"Je forme une
entreprise qui n'eût jamais d'exemple et dont l'exécution
n'aura point d'imitateur. Je veux montrer à mes semblables
un homme dans toute la vérité de la nature; et cet homme,
ce sera moi.
Moi seul. Je sens mon coeur et je connais les hommes. Je ne
suis fait comme aucun de ceux que j'ai vu; j'ose croire
n'être fait comme aucun de ceux qui existe. Si je ne vaux
pas mieux, au moins je suis autre. Si la nature a bien ou
mal fait de briser le moule dans lequel elle m'a jeté,
c'est ce dont on ne peut juger qu'après m'avoir lu.
Rousseau, Confessions - Premier et deuxième alinéas. |
L'épigraphe "Ego te intus et in cute novi"

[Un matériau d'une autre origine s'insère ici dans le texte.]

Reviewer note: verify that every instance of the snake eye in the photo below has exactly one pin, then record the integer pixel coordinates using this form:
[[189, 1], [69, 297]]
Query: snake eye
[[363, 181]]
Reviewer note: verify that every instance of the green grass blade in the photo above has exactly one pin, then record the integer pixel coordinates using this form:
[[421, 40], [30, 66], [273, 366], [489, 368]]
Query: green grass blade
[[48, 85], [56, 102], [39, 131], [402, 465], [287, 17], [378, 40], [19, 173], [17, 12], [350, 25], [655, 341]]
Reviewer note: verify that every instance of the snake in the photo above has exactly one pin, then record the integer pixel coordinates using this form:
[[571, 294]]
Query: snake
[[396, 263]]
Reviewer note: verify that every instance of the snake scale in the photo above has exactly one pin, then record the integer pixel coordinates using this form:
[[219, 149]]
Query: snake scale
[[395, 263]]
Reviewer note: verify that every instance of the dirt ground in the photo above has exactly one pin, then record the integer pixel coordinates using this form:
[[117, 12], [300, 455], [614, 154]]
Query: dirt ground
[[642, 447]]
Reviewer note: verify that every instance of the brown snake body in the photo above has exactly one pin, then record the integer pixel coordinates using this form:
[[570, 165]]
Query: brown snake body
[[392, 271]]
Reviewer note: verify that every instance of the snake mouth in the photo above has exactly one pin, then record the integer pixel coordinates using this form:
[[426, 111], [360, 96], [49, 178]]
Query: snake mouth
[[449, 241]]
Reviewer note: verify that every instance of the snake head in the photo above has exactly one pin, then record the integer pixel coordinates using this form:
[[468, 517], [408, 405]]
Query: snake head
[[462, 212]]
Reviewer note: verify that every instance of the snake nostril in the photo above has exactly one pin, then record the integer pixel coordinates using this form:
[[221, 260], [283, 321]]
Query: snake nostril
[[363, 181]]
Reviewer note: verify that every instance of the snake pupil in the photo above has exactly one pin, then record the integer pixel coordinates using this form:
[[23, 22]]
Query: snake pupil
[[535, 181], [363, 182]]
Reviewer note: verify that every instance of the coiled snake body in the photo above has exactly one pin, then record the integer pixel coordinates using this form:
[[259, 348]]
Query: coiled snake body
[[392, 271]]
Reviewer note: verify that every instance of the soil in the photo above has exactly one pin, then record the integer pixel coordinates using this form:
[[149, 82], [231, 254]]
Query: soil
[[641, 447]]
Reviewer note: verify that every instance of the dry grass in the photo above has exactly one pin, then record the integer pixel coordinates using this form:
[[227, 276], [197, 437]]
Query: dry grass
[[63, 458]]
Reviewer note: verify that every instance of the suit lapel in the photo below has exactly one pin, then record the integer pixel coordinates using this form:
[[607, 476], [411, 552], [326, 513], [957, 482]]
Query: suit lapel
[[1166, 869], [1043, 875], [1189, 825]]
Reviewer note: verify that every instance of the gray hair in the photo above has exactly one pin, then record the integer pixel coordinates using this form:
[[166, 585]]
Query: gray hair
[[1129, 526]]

(Perse) mérite d'être pris
en considération. Je te connais intérieurement et dans ta chair:
c'est aussi bien Dieu qui parle que Rousseau.
"Je forme une
entreprise..." Il faut
comprendre que Rousseau est conscient d'inaugurer un genre, de
commencer le premier. Il ne s'agit pas d'une réécriture mais
d'une création qui sera digne d'être présentée au créateur.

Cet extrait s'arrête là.